When people ask whether I take a multivitamin, they’re often surprised when I quickly and bluntly blurt out “no.” Studies linking vitamin use to a lower risk of chronic disease have been largely disappointing, meaning that at best, only a weak or modest relationship has been established. Some studies have even shown a potential risk from taking supplements.
Real food, on the other hand, has a tsunami of scientific data establishing perks, like lowering the likelihood of heart disease, cancer, and diabetes, to name a few. If you’re eating a plant-forward diet that includes a lot of fruits, vegetables, legumes, and whole grain carbohydrates, you’re getting these benefits, and more. It’s worth mentioning that you’ll reap these rewards whether or not your food is organic or non-GMO. Science says so.
If your diet is less than stellar (as in, you wonder if the lettuce on your burger counts as a serving of vegetables), you may be thinking a multi is good insurance. However, a multivitamin is never going to replace what’s missing from your menu. Better to explore the farmer’s market, salad bar, or even Pinterest to find the spiralized veggie recipe that might inspire you to boost your produce intake. And, of course, Luvo meals promise at least a serving of fruits and veggies.

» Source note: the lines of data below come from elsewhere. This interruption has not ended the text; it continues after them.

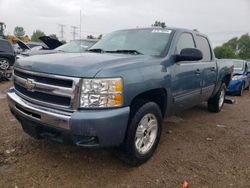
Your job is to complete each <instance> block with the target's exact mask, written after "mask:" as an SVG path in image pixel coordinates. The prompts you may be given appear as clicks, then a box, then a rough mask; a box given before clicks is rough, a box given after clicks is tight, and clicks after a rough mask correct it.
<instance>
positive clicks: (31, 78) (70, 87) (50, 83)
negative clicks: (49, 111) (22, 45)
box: [13, 68, 80, 110]
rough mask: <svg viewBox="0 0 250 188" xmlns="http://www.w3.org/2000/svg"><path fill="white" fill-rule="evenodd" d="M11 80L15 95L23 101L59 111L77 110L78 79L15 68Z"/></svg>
mask: <svg viewBox="0 0 250 188" xmlns="http://www.w3.org/2000/svg"><path fill="white" fill-rule="evenodd" d="M13 79H14V88H15V90H16V92H17V94H19V96H20V97H22V98H24V99H25V100H28V101H30V102H33V103H37V104H40V105H44V106H49V107H54V108H59V109H69V110H74V109H76V108H77V102H78V100H77V98H78V93H79V83H80V79H79V78H73V77H65V76H58V75H50V74H44V73H37V72H31V71H26V70H23V69H17V68H15V70H14V75H13ZM27 82H30V83H29V84H32V85H31V86H32V87H31V88H30V87H28V86H27Z"/></svg>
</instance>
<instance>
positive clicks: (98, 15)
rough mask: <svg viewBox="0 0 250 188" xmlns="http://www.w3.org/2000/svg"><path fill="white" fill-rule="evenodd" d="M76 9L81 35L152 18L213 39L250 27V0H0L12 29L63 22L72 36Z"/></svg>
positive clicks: (104, 30) (55, 28) (108, 29)
mask: <svg viewBox="0 0 250 188" xmlns="http://www.w3.org/2000/svg"><path fill="white" fill-rule="evenodd" d="M80 10H82V28H83V32H82V35H87V34H94V35H98V34H101V33H104V34H105V33H108V32H110V31H113V30H117V29H123V28H131V27H137V26H139V27H145V26H150V25H151V24H152V23H153V22H154V21H155V20H161V21H165V22H166V24H167V25H168V26H176V27H184V28H190V29H194V28H196V29H198V30H200V31H201V32H204V33H207V34H208V35H209V36H210V38H211V39H212V42H213V43H214V44H215V45H217V44H221V43H222V42H224V41H226V40H228V39H230V38H231V37H234V36H236V35H240V34H243V33H246V32H249V31H250V24H249V18H250V1H249V0H220V1H218V0H210V1H204V0H203V1H201V0H188V1H187V0H174V1H172V0H154V1H145V0H126V1H121V0H70V1H68V0H67V1H66V0H53V1H51V0H42V1H41V0H0V19H1V20H0V21H4V22H6V25H7V31H8V32H10V33H12V32H13V29H14V27H15V26H16V25H21V26H23V27H24V29H25V31H26V32H27V34H29V35H31V34H32V32H33V31H34V30H36V29H40V30H43V31H44V32H45V33H47V34H50V33H56V34H57V35H58V34H59V27H58V24H59V23H60V24H65V25H67V27H66V28H65V37H66V38H67V39H68V40H70V39H71V37H72V36H71V26H72V25H75V26H79V20H80V18H79V15H80Z"/></svg>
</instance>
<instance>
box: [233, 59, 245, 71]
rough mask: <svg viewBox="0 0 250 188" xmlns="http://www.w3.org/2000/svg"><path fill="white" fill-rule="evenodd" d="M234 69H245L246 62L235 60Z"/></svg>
mask: <svg viewBox="0 0 250 188" xmlns="http://www.w3.org/2000/svg"><path fill="white" fill-rule="evenodd" d="M233 64H234V70H243V69H244V63H243V61H234V62H233Z"/></svg>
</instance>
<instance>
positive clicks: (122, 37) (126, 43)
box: [90, 29, 172, 56]
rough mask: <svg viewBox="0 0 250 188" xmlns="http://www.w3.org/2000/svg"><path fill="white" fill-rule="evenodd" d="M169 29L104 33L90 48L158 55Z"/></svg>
mask: <svg viewBox="0 0 250 188" xmlns="http://www.w3.org/2000/svg"><path fill="white" fill-rule="evenodd" d="M171 32H172V31H171V30H167V29H137V30H124V31H116V32H113V33H111V34H108V35H106V36H105V37H104V38H103V39H102V40H100V41H99V42H98V43H96V44H95V45H94V46H93V47H92V48H91V49H90V50H91V51H94V49H99V50H101V51H102V52H117V53H122V52H129V51H131V52H137V54H145V55H151V56H160V55H161V54H162V53H163V51H164V50H165V48H166V46H167V43H168V41H169V38H170V34H171Z"/></svg>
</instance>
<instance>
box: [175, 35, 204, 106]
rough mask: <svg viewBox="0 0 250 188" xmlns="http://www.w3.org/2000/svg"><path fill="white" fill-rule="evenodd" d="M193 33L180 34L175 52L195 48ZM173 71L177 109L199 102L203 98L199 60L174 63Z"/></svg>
mask: <svg viewBox="0 0 250 188" xmlns="http://www.w3.org/2000/svg"><path fill="white" fill-rule="evenodd" d="M195 47H196V45H195V42H194V37H193V34H192V33H189V32H184V33H182V34H181V35H180V36H179V40H178V42H177V44H176V50H175V51H176V52H175V54H180V52H181V50H182V49H184V48H195ZM172 70H173V73H172V75H173V76H172V82H171V83H172V93H173V97H174V103H175V107H176V111H180V110H183V109H185V108H189V107H191V106H194V105H196V104H198V103H199V102H200V100H201V85H200V84H201V72H200V65H199V61H180V62H177V63H175V64H174V66H173V69H172Z"/></svg>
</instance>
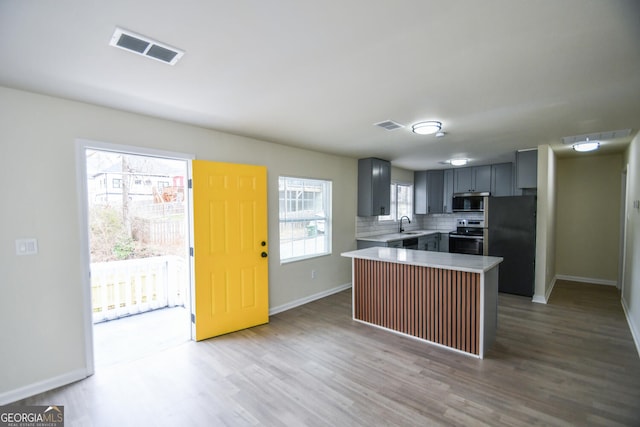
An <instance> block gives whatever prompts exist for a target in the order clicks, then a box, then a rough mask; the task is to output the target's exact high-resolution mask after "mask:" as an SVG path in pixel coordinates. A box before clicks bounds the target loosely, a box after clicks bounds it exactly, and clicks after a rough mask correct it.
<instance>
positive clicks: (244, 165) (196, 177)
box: [193, 160, 269, 341]
mask: <svg viewBox="0 0 640 427" xmlns="http://www.w3.org/2000/svg"><path fill="white" fill-rule="evenodd" d="M193 227H194V267H195V337H196V340H198V341H200V340H204V339H207V338H211V337H214V336H217V335H222V334H226V333H229V332H234V331H238V330H240V329H245V328H249V327H251V326H256V325H261V324H263V323H268V322H269V286H268V261H267V260H268V258H267V254H268V241H267V169H266V167H264V166H251V165H238V164H230V163H217V162H208V161H203V160H194V161H193Z"/></svg>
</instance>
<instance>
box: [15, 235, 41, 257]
mask: <svg viewBox="0 0 640 427" xmlns="http://www.w3.org/2000/svg"><path fill="white" fill-rule="evenodd" d="M37 253H38V240H37V239H17V240H16V255H36V254H37Z"/></svg>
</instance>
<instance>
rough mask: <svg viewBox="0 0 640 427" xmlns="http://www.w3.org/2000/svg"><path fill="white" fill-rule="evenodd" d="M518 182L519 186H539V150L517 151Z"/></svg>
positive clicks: (516, 153) (520, 186) (526, 187)
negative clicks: (538, 153)
mask: <svg viewBox="0 0 640 427" xmlns="http://www.w3.org/2000/svg"><path fill="white" fill-rule="evenodd" d="M516 184H517V187H518V188H537V187H538V150H527V151H517V152H516Z"/></svg>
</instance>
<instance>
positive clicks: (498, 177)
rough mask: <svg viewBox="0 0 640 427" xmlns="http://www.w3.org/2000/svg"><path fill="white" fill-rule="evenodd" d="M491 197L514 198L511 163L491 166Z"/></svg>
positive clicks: (505, 163) (512, 168) (512, 171)
mask: <svg viewBox="0 0 640 427" xmlns="http://www.w3.org/2000/svg"><path fill="white" fill-rule="evenodd" d="M491 195H492V196H495V197H502V196H513V165H512V164H511V163H498V164H495V165H491Z"/></svg>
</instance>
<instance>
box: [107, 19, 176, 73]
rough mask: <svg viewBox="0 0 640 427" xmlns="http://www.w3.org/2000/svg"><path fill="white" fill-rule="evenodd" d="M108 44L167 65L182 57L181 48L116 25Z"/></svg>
mask: <svg viewBox="0 0 640 427" xmlns="http://www.w3.org/2000/svg"><path fill="white" fill-rule="evenodd" d="M109 44H110V45H111V46H113V47H117V48H120V49H123V50H126V51H128V52H131V53H137V54H138V55H142V56H146V57H147V58H151V59H155V60H156V61H160V62H164V63H165V64H169V65H175V63H176V62H178V60H179V59H180V58H182V55H184V51H183V50H180V49H176V48H175V47H171V46H169V45H167V44H164V43H160V42H157V41H155V40H152V39H150V38H148V37H145V36H141V35H140V34H136V33H133V32H131V31H127V30H123V29H122V28H118V27H116V29H115V31H114V32H113V36H111V40H110V41H109Z"/></svg>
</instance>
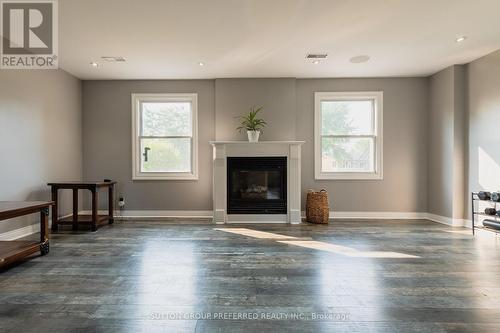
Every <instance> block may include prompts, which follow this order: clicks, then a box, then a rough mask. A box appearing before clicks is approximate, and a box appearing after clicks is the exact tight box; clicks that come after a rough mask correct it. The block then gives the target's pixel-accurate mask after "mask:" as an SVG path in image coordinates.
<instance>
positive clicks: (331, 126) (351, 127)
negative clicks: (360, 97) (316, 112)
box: [321, 100, 374, 135]
mask: <svg viewBox="0 0 500 333" xmlns="http://www.w3.org/2000/svg"><path fill="white" fill-rule="evenodd" d="M373 120H374V119H373V101H372V100H365V101H322V102H321V125H322V126H321V127H322V128H321V134H323V135H346V134H354V135H371V134H374V132H373Z"/></svg>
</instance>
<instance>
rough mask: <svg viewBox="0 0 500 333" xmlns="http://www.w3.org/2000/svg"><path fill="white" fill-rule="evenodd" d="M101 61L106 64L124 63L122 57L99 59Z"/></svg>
mask: <svg viewBox="0 0 500 333" xmlns="http://www.w3.org/2000/svg"><path fill="white" fill-rule="evenodd" d="M101 59H102V60H104V61H107V62H125V58H124V57H101Z"/></svg>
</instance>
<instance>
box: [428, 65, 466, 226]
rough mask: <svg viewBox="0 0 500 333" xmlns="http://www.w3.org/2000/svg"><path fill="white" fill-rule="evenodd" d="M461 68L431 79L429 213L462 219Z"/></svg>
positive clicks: (464, 119)
mask: <svg viewBox="0 0 500 333" xmlns="http://www.w3.org/2000/svg"><path fill="white" fill-rule="evenodd" d="M464 80H465V77H464V67H463V66H451V67H448V68H446V69H444V70H442V71H440V72H438V73H436V74H434V75H432V76H431V77H430V85H429V136H428V150H429V163H428V169H429V171H428V174H429V177H428V184H429V194H428V199H427V200H428V211H429V213H432V214H436V215H441V216H446V217H451V218H456V219H462V218H463V215H464V198H463V195H464V191H465V190H464V184H465V171H464V165H465V105H464V103H465V99H464V95H465V91H464Z"/></svg>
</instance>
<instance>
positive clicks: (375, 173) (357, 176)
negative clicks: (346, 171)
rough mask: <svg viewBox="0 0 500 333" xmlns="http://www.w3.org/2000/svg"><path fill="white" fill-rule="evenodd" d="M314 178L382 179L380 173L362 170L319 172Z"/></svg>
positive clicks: (339, 179)
mask: <svg viewBox="0 0 500 333" xmlns="http://www.w3.org/2000/svg"><path fill="white" fill-rule="evenodd" d="M314 179H316V180H383V179H384V177H383V175H382V174H381V173H364V172H359V173H355V172H339V173H320V174H316V175H315V177H314Z"/></svg>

Despite my food first approach, there are some notable exceptions. If you’re pregnant or nursing, you do need a supplement. If you aren’t eating enough calcium-rich foods, you may need a pill to cover your needs. Adults over 50 don’t absorb all of the vitamin B12 from food, so it makes sense to get this nutrient from the drugstore. Vegans may need extra B12 as well. And most of us could benefit from additional vitamin D—an important nutrient that’s hard to get from food alone. For any supplement, check with your doctor or dietitian to make sure you’re only getting as much as you need. When it comes to vitamins and minerals, more isn’t better.